Ellis stood for a few seconds pointing, like a corpulent dog. Bradstreet exchanged glances with Gilkison.

“Got it!” Ellis exclaimed. “I knew there was something I was trying to remember, and it had slipped to the back of my mind. Gilk—yesterday evening—when we were talking to those two women: did you spot how it rattled them when I asked if old Baildon had written to a bookseller?”

“Now you mention it, I did.”

“Well. Does that say anything to you?”

“I can’t say it does.”

“Not coupled with the interview we’ve just had?”

“No.”

“Well.” Ellis grinned at Bradstreet. “Think it over.”

CHAPTER TEN

The first person they saw, on emerging from the high yew hedges that flanked the winding narrow path, was Rattray’s invalid wife. Her chair stood in the shade of a little verandah in front of the house.

A small dog came from under the chair and barked vigorously, wagging his tail. His mistress looked up with a start. Her face contracted at once in peevish dismay: she picked up a tiny hand-bell and rang it vehemently.

“Coming,” sang a tuneful baritone from somewhere unseen: and after a very short interval Rattray appeared. He was in shift sleeves, smoking a pipe, and they noticed that he did not hurry.

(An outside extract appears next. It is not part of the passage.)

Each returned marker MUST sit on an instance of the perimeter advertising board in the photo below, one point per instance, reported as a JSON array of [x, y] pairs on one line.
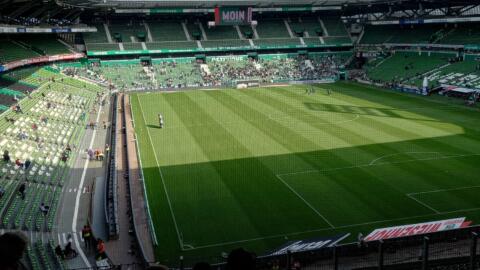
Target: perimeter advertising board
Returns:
[[310, 244], [416, 229]]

Evidently such a summons was nothing out of the ordinary.

“Yes, dear?”

She made a helpless gesture, but he had seen the visitors. He stared, then took out his pipe and advanced to meet them. Coming closer, he recognised Bradstreet.

“Hallo, Bradstreet. I didn’t spot you. Can’t see a thing these days, without my glasses.”

He looked enquiringly at Ellis and Gilkison. Bradstreet introduced them, omitting to mention Ellis’s position, and styling him plain Mr.

“How d’you do. How d’you do.”

Rattray gave each a firm handshake, looking him straight in the eye. His smile was cordial, but with something of the professional glad-to-meet-you of a lay preacher or a social worker.

“Let me introduce you to my wife. Ursula, dear: Inspector Bradstreet has brought two gentleman from London to see us.”

She screwed herself into an attitude of pathetic appeal, and smiled weakly, disclosing long yellow teeth. The bones of her face were good, and her eyes had long lashes, but any looks she might have possessed were ruined by the deep lines in her forehead, the slack invalid’s mouth, the dead skin, and the general expression of resentful self-pity.

Her presence cast a restraint on the conversation. While Bradstreet was hesitating how best to raise the subject of their visit, Rattray himself plunged into it.

“A terrible business, this, about Mr. Baildon. Quite sudden, I’m told.”

Bradstreet looked up in surprise, to be met with a pursing up of the lips and a slight but definite gesture in the direction of Mrs. Rattray.

“Yes,” he said. “Yes. Er—there are just one or two points on which we would like to consult you. Mr. McKay is here with Mr. Gilkison about the books.”